Gale’s eyes widen in shock, and Astarion feels almost as if he could laugh. It figures that this, of all things, would surprise him. When he was so stoic. So prepared for whatever else Astarion might have tried to throw at him. He never expected the pure, unwavering truth.

“Your goddess may be willing to sacrifice you for the greater good. Your Elminster might agree that it’s all for the best. But I am not, and I do not. There will be another chance, another way. Look at you…” Astarion shifts to face him, sincerity pouring out now that he's opened the floodgates, “you fill in the gaps between us. You always have the answer. You make your… stupid little jokes. You make camp feel like home . There is still so much life for you - you… you haven’t read every book yet, have you? You haven’t puzzled your way through every mystery. You haven’t said goodbye to your Tressym. Even - this,” he gestures to the sky, but his eyes are locked on Gale, “this is beautiful. More beautiful than any of your explosive battlefield antics, certainly more beautiful than your death. Wouldn’t the world be a lot less beautiful without you, Gale Dekarios?”

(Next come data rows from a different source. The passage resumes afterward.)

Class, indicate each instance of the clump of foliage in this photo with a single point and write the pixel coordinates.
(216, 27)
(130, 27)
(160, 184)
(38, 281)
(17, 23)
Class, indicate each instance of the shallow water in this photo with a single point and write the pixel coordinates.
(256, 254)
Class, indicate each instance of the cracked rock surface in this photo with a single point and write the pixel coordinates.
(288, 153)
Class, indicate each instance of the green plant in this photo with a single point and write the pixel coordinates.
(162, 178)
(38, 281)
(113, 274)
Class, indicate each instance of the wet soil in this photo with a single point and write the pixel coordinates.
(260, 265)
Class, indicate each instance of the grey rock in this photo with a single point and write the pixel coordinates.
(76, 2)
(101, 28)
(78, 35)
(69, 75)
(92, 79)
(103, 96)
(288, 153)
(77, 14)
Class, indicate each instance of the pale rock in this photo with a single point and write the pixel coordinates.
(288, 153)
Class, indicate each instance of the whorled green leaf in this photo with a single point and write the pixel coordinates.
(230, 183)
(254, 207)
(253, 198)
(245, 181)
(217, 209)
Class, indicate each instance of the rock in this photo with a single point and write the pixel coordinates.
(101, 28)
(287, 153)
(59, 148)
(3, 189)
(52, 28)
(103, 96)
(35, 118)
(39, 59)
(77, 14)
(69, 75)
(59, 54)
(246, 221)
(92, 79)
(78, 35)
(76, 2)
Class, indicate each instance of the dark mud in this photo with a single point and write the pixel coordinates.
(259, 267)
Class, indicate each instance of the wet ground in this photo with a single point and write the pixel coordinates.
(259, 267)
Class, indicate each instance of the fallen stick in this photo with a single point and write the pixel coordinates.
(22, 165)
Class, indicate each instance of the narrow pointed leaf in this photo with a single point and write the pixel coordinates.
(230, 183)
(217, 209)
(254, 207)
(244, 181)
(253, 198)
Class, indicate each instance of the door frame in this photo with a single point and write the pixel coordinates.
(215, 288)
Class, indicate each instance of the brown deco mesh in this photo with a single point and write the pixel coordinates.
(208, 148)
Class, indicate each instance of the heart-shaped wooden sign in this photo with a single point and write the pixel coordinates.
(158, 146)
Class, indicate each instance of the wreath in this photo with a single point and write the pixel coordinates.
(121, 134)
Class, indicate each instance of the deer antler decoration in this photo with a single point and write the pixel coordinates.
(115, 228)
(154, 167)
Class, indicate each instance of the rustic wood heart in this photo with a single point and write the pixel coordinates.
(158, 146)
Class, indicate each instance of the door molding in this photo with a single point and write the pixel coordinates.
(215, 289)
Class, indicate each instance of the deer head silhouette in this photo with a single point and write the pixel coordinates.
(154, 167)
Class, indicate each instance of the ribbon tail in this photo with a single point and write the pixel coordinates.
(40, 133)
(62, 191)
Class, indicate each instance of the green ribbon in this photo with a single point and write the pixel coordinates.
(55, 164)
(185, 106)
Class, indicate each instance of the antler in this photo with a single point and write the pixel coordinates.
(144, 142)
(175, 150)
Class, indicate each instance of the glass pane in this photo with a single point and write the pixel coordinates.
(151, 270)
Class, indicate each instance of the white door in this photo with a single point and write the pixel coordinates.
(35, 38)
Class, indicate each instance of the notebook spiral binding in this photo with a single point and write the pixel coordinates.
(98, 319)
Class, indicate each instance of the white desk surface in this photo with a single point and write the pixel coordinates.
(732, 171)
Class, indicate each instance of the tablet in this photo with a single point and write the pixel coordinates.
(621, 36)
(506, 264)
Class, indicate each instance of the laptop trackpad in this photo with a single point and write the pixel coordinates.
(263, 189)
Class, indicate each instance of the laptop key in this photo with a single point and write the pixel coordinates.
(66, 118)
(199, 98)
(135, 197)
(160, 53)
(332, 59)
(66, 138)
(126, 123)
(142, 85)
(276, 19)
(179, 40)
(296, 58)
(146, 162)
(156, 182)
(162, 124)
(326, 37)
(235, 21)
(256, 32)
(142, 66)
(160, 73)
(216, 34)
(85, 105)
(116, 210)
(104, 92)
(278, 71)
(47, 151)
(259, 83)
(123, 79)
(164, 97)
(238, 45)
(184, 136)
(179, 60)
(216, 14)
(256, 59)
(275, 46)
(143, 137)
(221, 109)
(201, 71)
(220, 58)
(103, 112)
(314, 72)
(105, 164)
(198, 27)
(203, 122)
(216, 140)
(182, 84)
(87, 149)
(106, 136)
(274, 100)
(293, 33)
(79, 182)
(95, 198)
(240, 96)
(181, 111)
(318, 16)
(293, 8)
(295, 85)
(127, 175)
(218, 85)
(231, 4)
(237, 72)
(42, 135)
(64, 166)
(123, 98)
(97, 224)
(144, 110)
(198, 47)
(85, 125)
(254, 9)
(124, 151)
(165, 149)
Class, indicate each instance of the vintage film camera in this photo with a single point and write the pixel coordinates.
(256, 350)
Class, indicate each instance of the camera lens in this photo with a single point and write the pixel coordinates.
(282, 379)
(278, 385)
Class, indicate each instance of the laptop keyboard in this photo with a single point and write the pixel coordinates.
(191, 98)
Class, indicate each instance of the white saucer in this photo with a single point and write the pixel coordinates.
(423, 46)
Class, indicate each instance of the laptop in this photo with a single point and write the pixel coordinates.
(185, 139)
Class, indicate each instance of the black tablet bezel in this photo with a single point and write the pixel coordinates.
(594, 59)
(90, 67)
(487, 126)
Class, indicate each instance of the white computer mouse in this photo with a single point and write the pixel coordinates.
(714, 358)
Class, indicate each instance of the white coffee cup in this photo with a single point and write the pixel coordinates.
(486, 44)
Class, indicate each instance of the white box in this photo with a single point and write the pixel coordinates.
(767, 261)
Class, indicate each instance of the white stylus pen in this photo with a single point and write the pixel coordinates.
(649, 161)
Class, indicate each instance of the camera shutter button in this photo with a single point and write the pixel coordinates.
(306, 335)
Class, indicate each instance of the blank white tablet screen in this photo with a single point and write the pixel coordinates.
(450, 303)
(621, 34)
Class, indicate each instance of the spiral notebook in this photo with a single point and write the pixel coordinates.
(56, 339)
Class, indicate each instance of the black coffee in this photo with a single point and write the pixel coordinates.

Gale opens his mouth, always ready with a quick word. Except this time, none seem to come.

After a moment, he closes it again.

“You haven’t even given us a chance,” Astarion adds. Before he can talk himself out of it, he reaches for his hand. Intertwining their fingers. Unsure if Gale is even aware of the touch until Gale’s grip tightens, as if he’s finally found a tether in all of his madness. “With you, I forget my heart is still. If you won’t save yourself, at least stay for the sake of saving me.”

Gale’s brow does furrow at that.

“Astarion, you don’t need me to—”

“But I want you to,” Astarion cuts him off, desperately trying to make him understand, “I want you.”

Finally, Gale cracks.

He brings his free hand, the hand that isn’t clinging to Astarion’s, to his face, wiping at the tears that spill over. For a long moment there is just his sniffling, and all Astarion knows how to offer of his heart laid bare.

Finally, Gale finds his words.

“I… you must know, I brought you out here to tell you that I love you,” he admits quietly, bashfully, “I never dared to hope you might… reciprocate. But I needed to tell you, before I went. I suppose it was the last thing I felt I had left to do.”

Gods ,” Astarion has to groan at the melodrama of it all. Irritated at the idea that Gale would have sought to leave him with that admission, too. How selfish. How thoughtless.

But Gale is looking at him, now, and he can see the way hope has taken a hold of him. How dull he’d become, without it - but now there’s the glimmer in his eyes, and the flush in his cheeks, and that uncertain smile. And, within all of it, a question.

“I’m not going to kiss you for the first time if it’s also the last time,” Astarion tells him firmly.

“We’ll find another way,” Gale says, and then clarifies, “to save the world.”

Idiot wizard. Balancing life and death on a single confession. Willing to risk the fate of everything, not for himself, but for something as small as a kiss.

Or, perhaps Astarion could accept that there is a magic stronger than that which Mystra weaves. Stronger than the Absolute. Stronger, he might some day believe, than the scars on his back or the man who wrought them.

He kisses Gale, there beneath the starlight. When Gale touches his cheek, his hair, his fingers are as gentle as the melodies they inspire.

Astarion finds safety in his hands. A home in his lips.

Certainty in his promises.

There is hope enough borrow.

There is the warmth of a thousand suns.